Another blank check company, Confluence Acquisition Partners I, Inc., has filed an S-1. The deal is being underwritten by Dawson James Securities, Inc.. The company is going to focus its acquisition efforts on acquiring an operating company in the healthcare sector.
Confluence Acquisition Partners I, Inc. – STILL IN REGISTRATION
Number of units being offered: 8,000,000
Proposed price per unit: $6.00
Terms of deal: One share of common stock and warrants to purchase two shares of common stock at $5.00 per share.
Underwriters: Dawson James Securities, Inc.

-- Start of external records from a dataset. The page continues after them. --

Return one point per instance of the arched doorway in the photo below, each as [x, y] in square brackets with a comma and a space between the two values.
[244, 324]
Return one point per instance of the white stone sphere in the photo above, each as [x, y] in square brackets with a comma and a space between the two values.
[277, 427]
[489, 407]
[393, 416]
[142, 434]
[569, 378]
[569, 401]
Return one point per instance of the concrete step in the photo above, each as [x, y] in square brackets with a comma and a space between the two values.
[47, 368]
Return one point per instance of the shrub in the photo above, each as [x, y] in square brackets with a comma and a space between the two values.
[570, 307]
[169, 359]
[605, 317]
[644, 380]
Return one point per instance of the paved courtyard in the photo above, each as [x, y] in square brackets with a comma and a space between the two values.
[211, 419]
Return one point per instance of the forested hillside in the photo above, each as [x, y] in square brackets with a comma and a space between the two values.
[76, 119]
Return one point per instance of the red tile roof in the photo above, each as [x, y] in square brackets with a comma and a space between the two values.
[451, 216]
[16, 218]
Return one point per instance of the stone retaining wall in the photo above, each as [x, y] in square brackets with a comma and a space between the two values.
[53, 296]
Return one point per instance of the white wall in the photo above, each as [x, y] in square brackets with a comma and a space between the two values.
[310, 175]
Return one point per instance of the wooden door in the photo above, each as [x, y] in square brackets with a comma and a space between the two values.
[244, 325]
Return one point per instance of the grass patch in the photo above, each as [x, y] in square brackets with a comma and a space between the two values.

Proposed ticker symbols Common stock: Not known Warrants: Not known Units: Not known
Common shares to be outstanding subsequent to IPO: 10,000,000
Shares to be held by public shareholders: 8,000,000
Shares held by insiders: 2,000,000
Percentage held by public shareholders: 80.0%
Gross proceeds being raised: $48,000,000 Net proceeds to be held in escrow: $42,400,000 Escrowed proceeds per share applicable to future public shareholders: $5.30
Date of IPO: N/A Date of original filing: July 8, 2005
Current stock price Common stock: N/A Warrants: N/A Units: N/A
Insider shares: 2,500,000 shares purchased at $.025 per share. Total proceeds: $50,000.

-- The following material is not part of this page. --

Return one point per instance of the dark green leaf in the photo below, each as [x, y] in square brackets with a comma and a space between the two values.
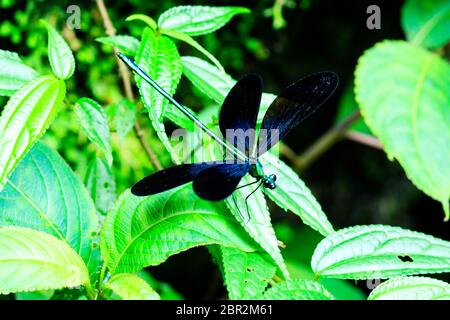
[144, 231]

Restrictions on insider shares: The shares will remain in escrow until the earlier of three years, the liquidation of the company, or the consummation of an acquisition.
Other insider requirements: None.
Description of business: We are a Delaware blank check company incorporated on February 2, 2005, in order to acquire, through a merger, capital stock exchange, asset acquisition or other similar business combination, an operating business in the healthcare industry.
Biographical information for significant officers: John J. Klobnak has been the chairman of our board of directors and president since our inception in February 2005. Mr. Klobnak is currently a private investor. He also is a strategic partner invested in two of the Strategic Partners Funds managed by SV Life Sciences, one of the world’s largest healthcare venture capital firms. He served as chairman and chief executive officer of Laser Vision Centers, Inc., (NASDAQ: LVCI) an international provider of excimer lasers and related equipment and services from July 1988 to May 2002. From 1990 to 1993 he served as Laser Vision’s chairman, president and chief executive officer. During his tenure at Laser Vision Centers, he was responsible for the company’s initial public offering conducted in April 1991 as well as the company’s subsequent public and private financings, its five acquisitions, its growth in sales to over $100 million and the ultimate sale of the company in August 2001, via merger with a major competitor, TLC Vision Corporation (NASDAQ: TLCV). Following the merger, Mr. Klobnak served as vice chairman of the board of TLC Vision until August 2004. In 1999, Mr. Klobnak was named Entrepreneur of the Year, in an annual competition conducted by Ernst and Young. He graduated from Southern Illinois University at Edwardsville with a bachelor of arts degree in mass communications and political science. He was named that institution’s “Alumnus of the Year” in 1998. Mr. Klobnak also serves on the board of directors of Better Living Communities, a non-profit corporation providing low-income housing in St. Louis, Missouri.